Paul D'Arcy 3 months ago

Enlightening and a delight to read. Thank you, Dan.

Kathryn Felten 3 months ago

Such a great analogy, Dan — it really brings to light the dynamic we're all caught in. We don't intend to be drawn toward the wreck on the side of the road, but attention gets hijacked before we even realize it. Social media has been engineered around that impulse — the irresistible glance — instead of genuine intent.
If AI can help recalibrate us back toward what we actually want to build, learn, and become... that's a game-changer. I think you're tapping into something essential here — the shift we've been needing.
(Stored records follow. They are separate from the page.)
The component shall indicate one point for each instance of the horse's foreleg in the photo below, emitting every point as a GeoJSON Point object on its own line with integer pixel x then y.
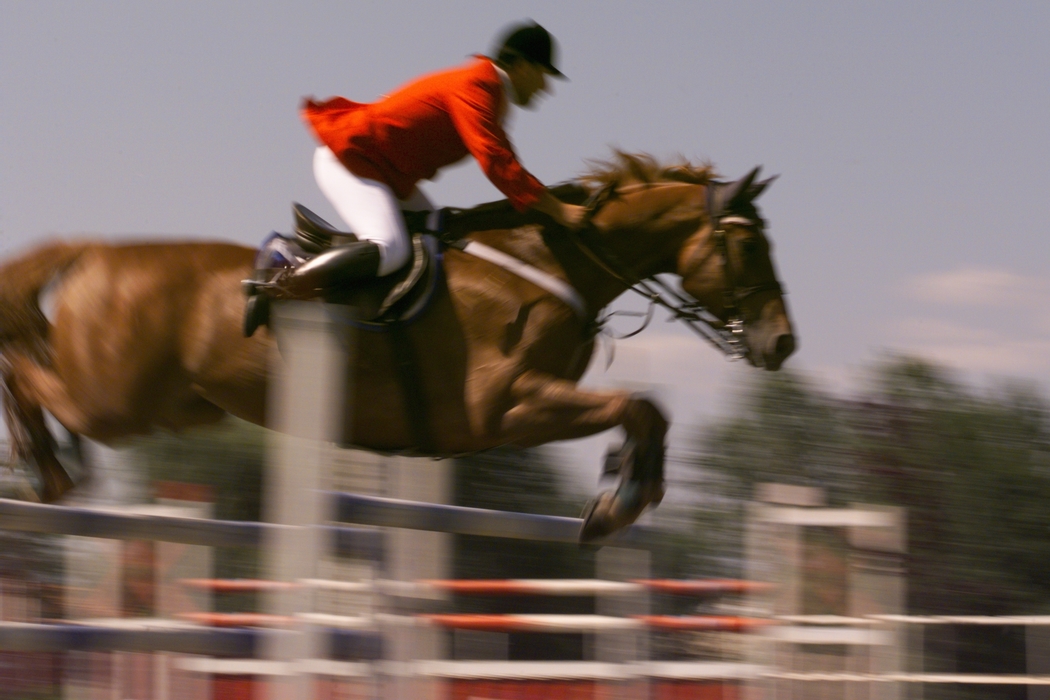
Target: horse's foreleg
{"type": "Point", "coordinates": [547, 408]}
{"type": "Point", "coordinates": [30, 440]}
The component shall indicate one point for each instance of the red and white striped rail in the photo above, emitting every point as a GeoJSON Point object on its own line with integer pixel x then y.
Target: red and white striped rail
{"type": "Point", "coordinates": [550, 587]}
{"type": "Point", "coordinates": [491, 622]}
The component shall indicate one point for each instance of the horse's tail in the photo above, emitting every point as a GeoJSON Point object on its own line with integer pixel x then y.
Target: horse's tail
{"type": "Point", "coordinates": [21, 282]}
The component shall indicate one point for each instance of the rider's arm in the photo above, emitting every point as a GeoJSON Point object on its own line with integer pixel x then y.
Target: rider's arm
{"type": "Point", "coordinates": [474, 105]}
{"type": "Point", "coordinates": [570, 216]}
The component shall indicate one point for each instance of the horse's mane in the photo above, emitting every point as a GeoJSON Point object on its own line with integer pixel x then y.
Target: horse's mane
{"type": "Point", "coordinates": [626, 168]}
{"type": "Point", "coordinates": [623, 168]}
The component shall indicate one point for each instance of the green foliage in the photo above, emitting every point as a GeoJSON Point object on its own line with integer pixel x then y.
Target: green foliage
{"type": "Point", "coordinates": [971, 469]}
{"type": "Point", "coordinates": [229, 458]}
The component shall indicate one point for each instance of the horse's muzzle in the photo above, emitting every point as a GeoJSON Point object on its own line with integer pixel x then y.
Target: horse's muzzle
{"type": "Point", "coordinates": [780, 346]}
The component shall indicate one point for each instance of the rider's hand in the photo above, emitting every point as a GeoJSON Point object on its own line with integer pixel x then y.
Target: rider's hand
{"type": "Point", "coordinates": [571, 216]}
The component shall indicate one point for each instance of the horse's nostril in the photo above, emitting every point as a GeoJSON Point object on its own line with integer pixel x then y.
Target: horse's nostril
{"type": "Point", "coordinates": [785, 345]}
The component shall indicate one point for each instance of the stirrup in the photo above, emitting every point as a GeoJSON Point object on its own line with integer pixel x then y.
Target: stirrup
{"type": "Point", "coordinates": [313, 233]}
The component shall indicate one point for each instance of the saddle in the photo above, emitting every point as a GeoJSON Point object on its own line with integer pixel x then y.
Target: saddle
{"type": "Point", "coordinates": [371, 304]}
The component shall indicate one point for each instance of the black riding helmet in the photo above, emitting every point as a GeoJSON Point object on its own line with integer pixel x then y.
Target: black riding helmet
{"type": "Point", "coordinates": [530, 42]}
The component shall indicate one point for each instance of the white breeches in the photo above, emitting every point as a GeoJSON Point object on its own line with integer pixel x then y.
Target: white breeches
{"type": "Point", "coordinates": [370, 208]}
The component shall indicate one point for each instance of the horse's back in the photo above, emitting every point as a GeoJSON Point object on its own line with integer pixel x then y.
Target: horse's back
{"type": "Point", "coordinates": [139, 329]}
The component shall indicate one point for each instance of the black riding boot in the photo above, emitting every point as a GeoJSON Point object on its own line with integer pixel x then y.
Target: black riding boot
{"type": "Point", "coordinates": [334, 268]}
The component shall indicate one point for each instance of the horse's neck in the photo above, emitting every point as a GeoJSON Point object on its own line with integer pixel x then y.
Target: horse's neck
{"type": "Point", "coordinates": [647, 230]}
Philipp Götza 3 months ago

Lovely analogy and I enjoyed reading it a lot. Great choice of words that made it feel like I was right there, especially at the start of the essay.

That said, I feel like there is a slight shortcoming in the logic. The argument goes from social media as revealed preference to AI which takes in our stated preference. This argument works if we were all not on social media anymore and instead mainly used AI chatbots for everything.

The truth, from my point of view, is that we say "AI is so much better at understanding what I want than social", yet we will still continue using social – despite the fact that it makes us feel outraged and envious.

AI reflects our higher selves. Social media panders to our lower selves. Both are now options and we often choose the latter, even when we know it's worse.